AJR  Drop Cap
From AJR,   October 1995

The Trail of Adventure Journalism   

By Stephen Sobek
Stephen Sobek is a reporter at the Associated Press' Baltimore bureau.      


Hartford Courant reporter Steve Grant's assignments have had him canoeing the Connecticut River and hiking the New England coastline in search of stories.

He was also in search of new readers, hoping to motivate the couch potatoes of the '90s to get outdoors, while at the same time getting them to read through what he calls "armchair adventure" stories.

But when Grant was given his new assignment, a series on hiking the Appalachian Trail, he knew he couldn't do it alone. It would take at least six months, and he had a wife and kids to think about.

So he enlisted other newspapers – the Atlanta Journal and Constitution, the Raleigh News & Observer, the Pittsburgh Post-Gazette and the Portland, Maine, Newspapers, a group that includes the Maine Sunday Telegram and the Portland Press Herald – to help him. Collectively, reporters from these papers decided to hike the trail in relay style, with each paper covering the section closest to its circulation area and all papers sharing their stories with the other participants.

Part of the goal of this "adventure journalism," according to John Harmon, who served as a hiking coach for the Atlanta faction, was to bring some nature back to a world that is becoming increasingly unnatural.

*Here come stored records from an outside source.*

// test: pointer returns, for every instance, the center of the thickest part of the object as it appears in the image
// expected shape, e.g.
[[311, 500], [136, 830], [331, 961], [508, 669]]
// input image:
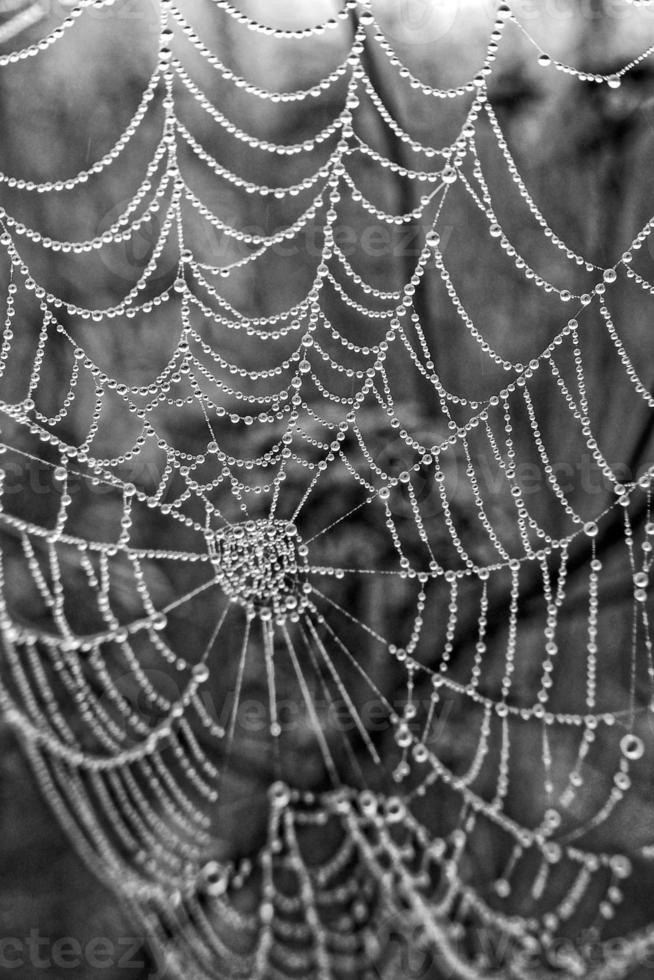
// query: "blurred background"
[[583, 150]]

"Maybe the magic comes from going back to one of the oldest forms of recreation, walking, in an era when all pathways seem to lead to the information superhighway," Harmon wrote for the Journal and Constitution.

The hike, which began in March and ends this month, involved nine reporters and covered all 2,155 miles of the Appalachian Trail, which extends from the mountains of northern Georgia to the 100-mile wilderness of Maine's north woods.

Grant says he originally approached about a dozen papers, but not all of them jumped at the opportunity, saying their readers wouldn't be interested or that they lacked resources to participate.

Don Hopey, a reporter for the Pittsburgh Post-Gazette who hiked the longest portion of the trail, about 435 miles, says the length of the series may have put off less adventurous papers. "No one wants 31 weeks of 'Oh, my aching foot,' " he says.

But in addition to tales of the trail, the series has touched on more serious issues, such as clear-cutting forests, trail safety and the struggle of national parks to endure in the face of overuse and abuse. Interior Secretary Bruce Babbitt joined Hopey at one point on the trail to talk about land acquisition issues.

But some question the newsworthiness of adventure reporting. "There are some people in the newsroom who don't think this is real journalism," says Vic Kodis, deputy metro editor of the Courant and coordinating editor of the project.

So why do it? "It's partly an excuse to address these issues in a format that gains reader interest," says Kodis, "If we wrote news stories [about these topics], we wouldn't have anybody [reading]."

And people do seem to be reading "An Appalachian Adventure," as the series is called. Kodis says he gets an average of 125 calls a week from readers commenting on the series.

The most impressive feat of the Appalachian Adventure may have been getting large newspapers to pool their resources and talents. Kodis says he had feared there would be lack of teamwork, but somehow reporters from all the papers managed to work together ever since they bonded while hiking the first 30 miles of the trail together.

Bo Emerson, a general assignment reporter for the Atlanta Journal and Constitution who hiked 200 miles of the trail in March, was both astonished and impressed by the group effort. "The collaboration is making a much better project, because we all get the benefit of the talent."

Emerson adds that newspapers could and should continue to benefit from such cooperative efforts in the future, though he acknowledges the exceptional circumstances that made this particular adventure so successful. "It could happen again," he says, "although it's still surprising to me that it happened at all."